(Found) Machine that vacuums adjectives and adverbs from a paragraph

fcsr37

New Member
Joined
Feb 6, 2021
Messages
4
Looking for a short story from the 1960s (I think), a guy's uncle wrote a fishing column for the newspaper, too flowery, too long. Someone gives him a machine that vacuums the adjectives out of the text; became a great column. You could adjust it -- just vacuum the big adjectives, etc. Machine needs to be emptied and the adjectives drift into a conversation. They look like little pieces of colored cellophane, floating in the air. Hilarious and I've searched everywhere for it. I think it was in one of those anthologies like "best science fiction" (?)
 
Well, the drifting cellophane words don't match the story on a similar theme, "The Language Clarifier" by Paul J. Nahin, but that is such an arresting (by the feds, ha) story that if it doesn't help your search by eliminating stories, or by finding similar themes, that you will nevertheless always be glad that you read it.
 
Great story, thanks! "Toss you in the slammer and throw away the key", if only computers would talk like that, maybe we could understand them. It's not the one I was thinking of but I enjoyed it! Thanks,
Mark
 
Don’t know this one, but I wish it was a reality - posting a link to it in “Critiques” would have saved a whole load of time and trouble over the years...
 
Is it "Cousin Len's Wonderful Adjective Cellar" by Jack Finney?
Oh nice find, that seems to match very well with the OP's question!

 
This sounds like the adverts for Grammerly I get every time I open Youtube.
 
Don Watson’s book on Weasel Words would be a good follow-up book to read ;-)
 
I am grateful to this answer, because I think I found the Cousin Lem's story through this page.

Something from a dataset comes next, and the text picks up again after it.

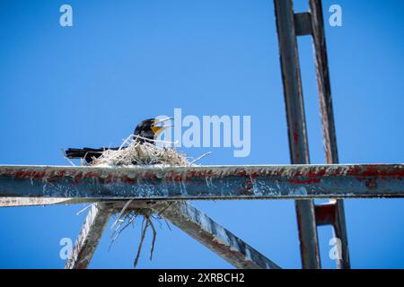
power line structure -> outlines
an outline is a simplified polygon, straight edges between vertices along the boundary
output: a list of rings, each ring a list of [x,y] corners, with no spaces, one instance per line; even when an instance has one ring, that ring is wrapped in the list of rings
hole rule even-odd
[[[158,213],[237,268],[280,268],[188,200],[294,199],[303,268],[321,268],[317,227],[341,242],[337,268],[350,268],[344,198],[404,197],[404,165],[338,164],[321,0],[295,13],[274,0],[292,165],[203,167],[0,166],[0,207],[92,203],[66,268],[86,268],[110,216]],[[310,165],[297,37],[312,36],[327,164]],[[315,204],[316,198],[331,199]]]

I've already prized The Language Clarifier for years. (Lost it and took me more years to find it.)
Any other SF stories on this theme of semantics, words, meanings are appreciated.

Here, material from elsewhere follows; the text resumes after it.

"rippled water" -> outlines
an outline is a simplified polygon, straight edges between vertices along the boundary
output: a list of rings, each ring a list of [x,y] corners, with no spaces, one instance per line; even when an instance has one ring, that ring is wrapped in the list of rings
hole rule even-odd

There are great stories about having to figure out a way to communicate with really *alien* aliens, as opposed to Star Trek aliens who look like people with different noses.

But this... genre?... type?.... theme that addresses our most treasured illusions in communication is fun.
 
I always thought it was more of a fantasy story that gets grouped with sci-fi because there is a machine of sorts involved.
 
I always thought it was more of a fantasy story that gets grouped with sci-fi because there is a machine of sorts involved.
In 1959 I'm not sure if people generally distinguished between sci-fi and fantasy. However, I realize now that I first saw it in an anthology of Jack Finney stories, called "The Third Level". Most of them really are SF but I guess this one was tossed in as well. Perhaps Finney felt it should have a wider exposure than in the Lady's Home Journal, where it was apparently published originally, definitely not a world-class sci-fi journal.

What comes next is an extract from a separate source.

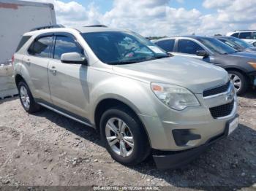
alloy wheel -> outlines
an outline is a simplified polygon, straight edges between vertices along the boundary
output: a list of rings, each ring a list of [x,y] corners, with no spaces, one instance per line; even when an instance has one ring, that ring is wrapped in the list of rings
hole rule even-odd
[[[121,119],[113,117],[108,120],[105,135],[111,149],[124,157],[133,152],[134,139],[128,125]]]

I'm sure that I once owned the paperback: it had some great Dali-type art on the cover


which is why I probably found it in the first place, perhaps at a second hand paperback bookstore that I used to haunt when I was about 12 years old. It was probably hiding in the rows of ACE double novels. It must have been thrown out, when I left home, along with my (now precious) collection of Superman and Uncle Scrooge comics. These lost comics are considered valuable now, only because everybody's parents threw them out when they left home.

I really like the image of these tiny pieces of transparent cellophane with words printed on them, drifting through the air and melting when they hit the sidewalk.